BMW AG design chief Chris Bangle remains controversial. Most rival designers are critical of the new BMW shape. He talked with Staff Reporter Luca Ciferri at BMW headquarters in Munich, Germany.
The new 3-series sedan looks like the model in which the design language that started with the 7 series achieved its final balance.
With time we all mature. Perhaps we designers have matured. Or perhaps it's the public that is now ready to appreciate this new design language.
Is the 3 series the end of a design cycle or the forerunner for models to come?
It ends the revolution we began with the 7 series, and we progressively evolved on the Z4, the 5 series, the 6 series, the X3 and the 1 series. We now start again from scratch, in preparing for the next revolution.
Why does the world accuse you of high treason against BMW design?
I don't know, and I don't care. I've been designing cars for more than 20 years and have seen the industry from inside numerous automakers. The top management of no other carmaker in the world is as deeply involved as at BMW.
What is your point?
That I didn't sit down one night all by myself and single-handedly change the direction of BMW design.
Why was the current 7 series such a radical design change for BMW?
It's the model that BMW used to celebrate the first 100 years of the car and the passage into the third millennium. More important, it's larger outside, much more comfortable inside, and incorporates the state of the art in automobile technology.
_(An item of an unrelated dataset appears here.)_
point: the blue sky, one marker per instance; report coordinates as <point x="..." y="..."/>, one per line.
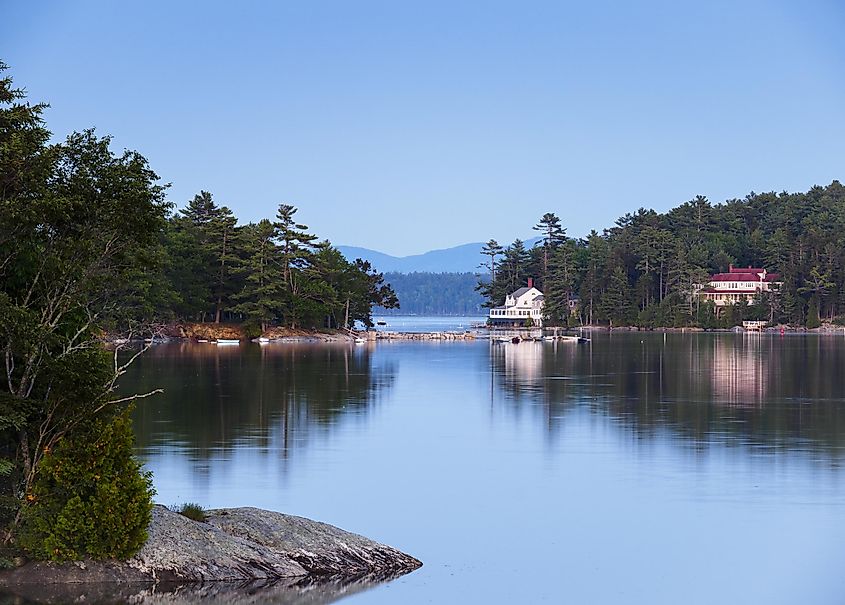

But the car is anything but attractive.
I'm sorry you don't like it, but our customers do - very much so. The mission that marketing gave us was very precise: The new 7 series must not only appeal to the 60-year-old who is driven around by his chauffeur, but it must also win over the successful 45-year-old who wants a large car that's also dynamic and sporty to drive. It also needed to have dynamic lines.